Living in Taiwan until age nine, Wu was exposed to an extensive variety of iconic Chinese imagery, which left a mark on his artistic inspirations as a designer. This collection answered a fundamental question for him and his heritage, Wu said. "The question of 'What is Chinese?' It was important for me to go back to my roots, as part of my personal journey," he explained.
The palatial red-studded doors to the Forbidden City opened with the runway emerging, and out came an onslaught of military-inspired pieces that became Wu's fashionable expression of the rich Chinese warrior heritage. Military green capes and jackets with lace and fur trimmings would keep any woman combating the weather warm and triumphantly chic. Sharp Mao collars and boxy shoulders made a strong statement and paid homage to the Chinese figure, especially when a Red Mao shirt was paired with a military green cotton twill cargo pant. Along with burgundy, these three will undoubtedly be the go to hues for fall.

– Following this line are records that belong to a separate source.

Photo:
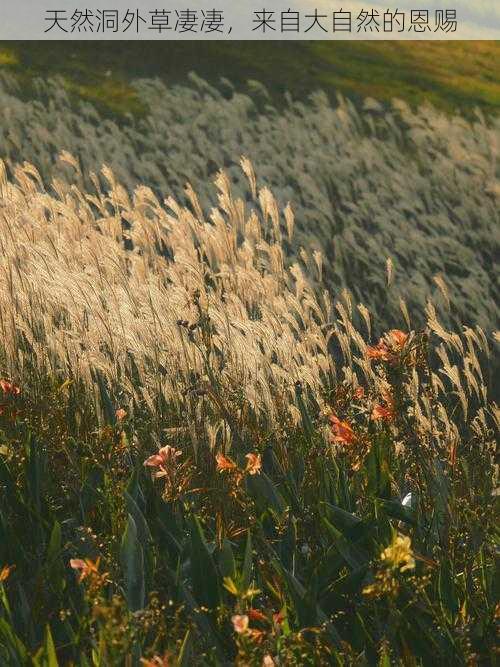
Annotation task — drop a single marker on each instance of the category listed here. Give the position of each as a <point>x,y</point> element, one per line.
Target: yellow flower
<point>240,623</point>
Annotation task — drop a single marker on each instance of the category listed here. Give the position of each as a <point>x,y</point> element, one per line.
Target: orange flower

Not all was revolutionary for Wu this season as he relied on his skills when combining the influence of the Qing Dynasty as well as 1930s-1940s Hollywood glamour, as exemplified by Marlene Dietrich in "Shanghai Express," into his intelligently more sporty collection. Black velvet tuxedoes and mandarin collared gowns alongside Qing brocade and long silhouettes came together masterfully on the runway. That military edge injected a key sense of practicality into the Asian influence that was just short of overdone. Though Wu started his designing career as a doll maker, these looks are not for costume, and each look can independently and powerfully be brought to life in the most sartorial of ways. Wu has been appreciated not just for his talent and his expertise, but also his style for the ultra-feminine design - chockfull of floral prints, bows, lace and bright colors. In this collection, painted cloud prints and color combinations of bright red and hot pink were comfortingly recognizant of collections of seasons past. Taking the dynasty's rich brocades from the royal court and mixing and deconstructing them, Wu created Westernized interpretations, mixing dual components of his own personal story. The show closed with an army of high-ponytailed models marching in rows of three to the literal beat, of the figuratively, Wu's Chinese drum.
For fall, Wu successfully manifested a nearly tangible edge and attitude that was the perfect element of novelty that we haven't seen from him yet, while he remained true to his aesthetic. "It felt like my life. It's a subject that's personal to me," said the designer. A true talent with great pride in his heritage, Wu knows how to extract and unite all the right components, making a tastefully elegant wardrobe for his, new and old, cute and less cute, fashionably fierce femme fans.